Malaria is highly sensitive to climatic conditions, and there’s a growing concern that climate change in Africa may exacerbate malaria epidemic and threaten smallholder farmers’ livelihoods. Henri Tonnang at CIMMYT and his colleagues at the International Center of Insect Physiology and Ecology (ICIPE) published a new study, Spatial panorama of malaria prevalence in Africa under climate change and interventions scenarios, using the high-resolution climate projection data from CGIAR’s CCAFS (Climate Change, Agriculture and Food Security) Database and the dynamic mathematical network model to comparatively map the current and potential malaria transmission under climate change scenarios, with and without intervention measures.

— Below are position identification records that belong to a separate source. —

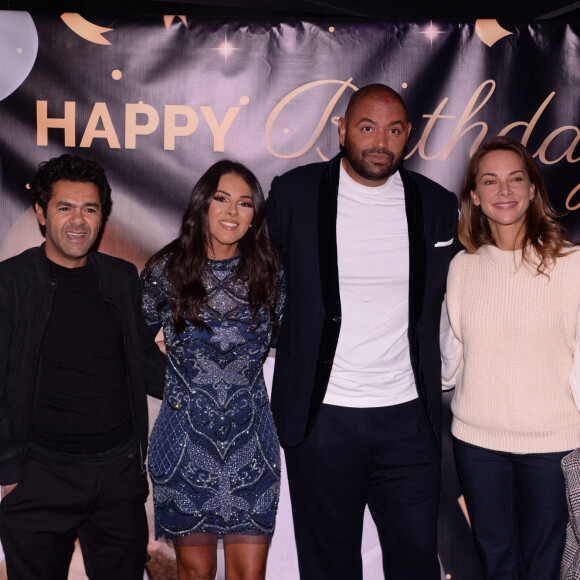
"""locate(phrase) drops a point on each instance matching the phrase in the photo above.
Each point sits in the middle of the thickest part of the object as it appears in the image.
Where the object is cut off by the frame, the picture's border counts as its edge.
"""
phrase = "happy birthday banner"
(157, 100)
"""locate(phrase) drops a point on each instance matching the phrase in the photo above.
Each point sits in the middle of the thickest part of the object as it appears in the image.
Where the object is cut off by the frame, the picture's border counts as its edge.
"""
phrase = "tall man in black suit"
(357, 390)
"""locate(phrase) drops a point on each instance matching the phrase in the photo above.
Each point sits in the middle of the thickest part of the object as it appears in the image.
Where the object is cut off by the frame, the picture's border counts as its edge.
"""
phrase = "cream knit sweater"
(510, 351)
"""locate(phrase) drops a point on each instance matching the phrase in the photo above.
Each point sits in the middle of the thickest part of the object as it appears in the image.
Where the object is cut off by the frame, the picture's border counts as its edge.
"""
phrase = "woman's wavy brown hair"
(188, 253)
(542, 231)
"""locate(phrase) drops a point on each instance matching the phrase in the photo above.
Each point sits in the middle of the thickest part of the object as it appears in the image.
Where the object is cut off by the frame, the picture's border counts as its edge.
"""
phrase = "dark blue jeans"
(517, 508)
(382, 457)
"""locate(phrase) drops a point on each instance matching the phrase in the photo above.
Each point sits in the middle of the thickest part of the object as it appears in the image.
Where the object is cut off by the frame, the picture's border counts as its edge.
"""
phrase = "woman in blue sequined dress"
(214, 456)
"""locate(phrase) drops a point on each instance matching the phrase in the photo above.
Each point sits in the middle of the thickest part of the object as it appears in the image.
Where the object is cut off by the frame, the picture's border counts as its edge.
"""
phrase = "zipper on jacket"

The study reports that if the rate of interventions continues, a considerable reduction of malaria transmission is likely to happen by the year 2050 in Africa. However, review of recent malaria trend data showed the progress is country-specific. In Cameroon, for example, authors found only a little decline in the prevalence of malaria in recent years, while Kenya showed up to 70% decline in malaria morbidity. The study acknowledged that the existence of diverse malaria environments in Africa, each requiring focal intervention packages to achieve success in disease control.
Kakmeni, F. M. M., Guimapi, R. Y., Ndjomatchoua, F. T., Pedro, S. A., Mutunga, J., & Tonnang, H. E. (2018). Spatial panorama of malaria prevalence in Africa under climate change and interventions scenarios. International journal of health geographics, 17(1), 2.